The Trane xv80 or xv90 is the furnace I belive you are speaking about. If it is a Trane extended warranty it is a great warranty and they are both very nice furnaces. Definatly get the warranty as the parts are very expensive.


----------



## yuri (Nov 29, 2008)

Lennox has had VERY few problems with their variable speed ECM motors. We have installed about a thousand or more in the last 6 years with the G61MVP. They use CompleteCare or Equiguard and their is NO handling fees or hidden costs. 10 yrs warranty no questions asked. Helps to get a annual maintenance as the warranty does not cover dirty flame sensors, dirty condensate traps etc. If the unit is grossly neglected (motor full of dirt) then they will obviously void the warranty.


----------



## ericro (Jan 17, 2009)

Thanks for all the input. The Trane is their highest efficiency model - the XV95. They sized it to our house size (about 3500 SF). The issue we had with the comfortmaker (and don't get me wrong, that thing lasted about 16 years and I've been here 2 and had NO issues with it) is that it wasn't the appropriate size so it likely overworked all winter long. I am in a burb about 40 miles north of Chicago and we had extreme lows the last week (-18 with -40 wind chills). Like most furnaces it was on for a straight 24/36 hours without ever shutting off for more than 2 minutes. I believe it just didn't have the power to maintain the right temperature - it was an 80KBTU unit - we are getting 100KBTU now with the new Trane. 

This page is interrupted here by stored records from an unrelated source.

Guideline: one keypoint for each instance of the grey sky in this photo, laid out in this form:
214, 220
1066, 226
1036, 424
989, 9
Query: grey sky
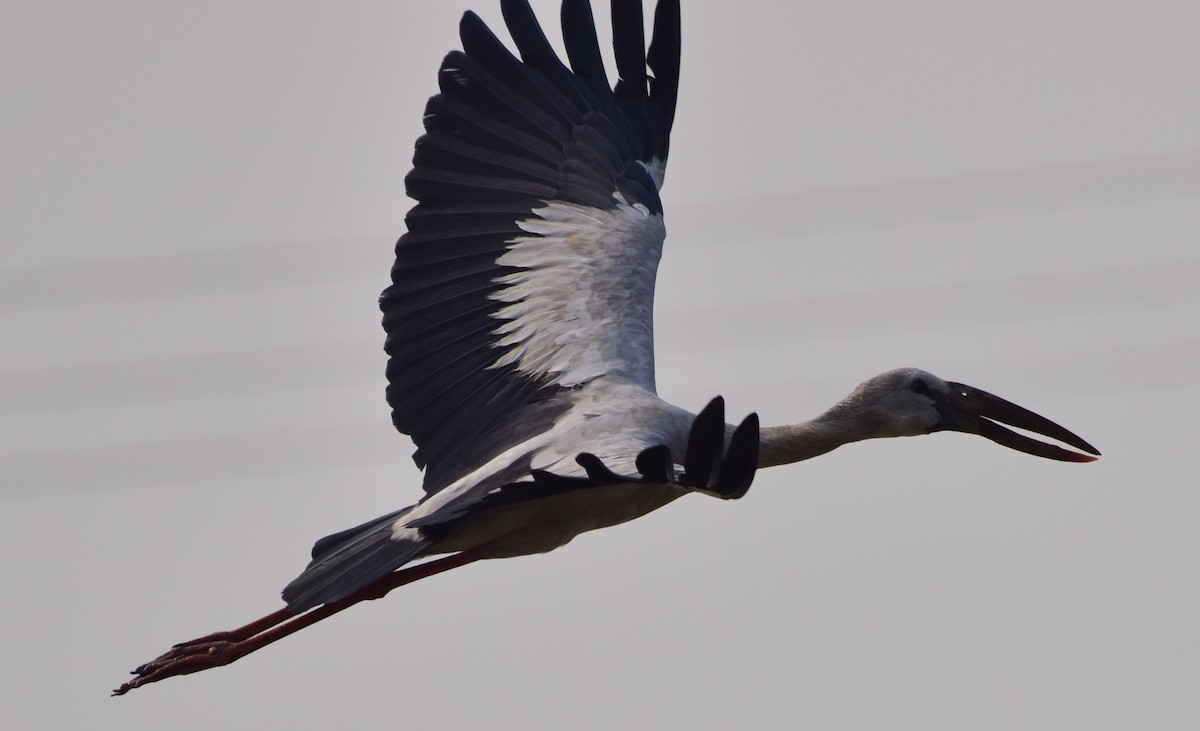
199, 204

I've read reviews after reviews on all new furnaces and have absolutely no bias towards one brand over the other. That said, about all of the forums/reviews I have read pointed towards the Trane or Carrier for a home my size. The Carrier Infinity was paired with the Trane we orderded, but was more costly and apparently harder for the homeowner to program and learn to run. I'm hoping the Trane is not - but I'll let you guys know in about 6 hours once the guys are done installing. 

Someone asked if it was the unit with the PVC - it is - they are installing the fresh air intake and exhaust in a location we both felt made the most sense. It will be a breath of fresh air (no pun intended) knowing we'll be pulling in fresh air when we're locked in our house all winter. Hopefully it will make the air in the house feel less stale.

-eric


----------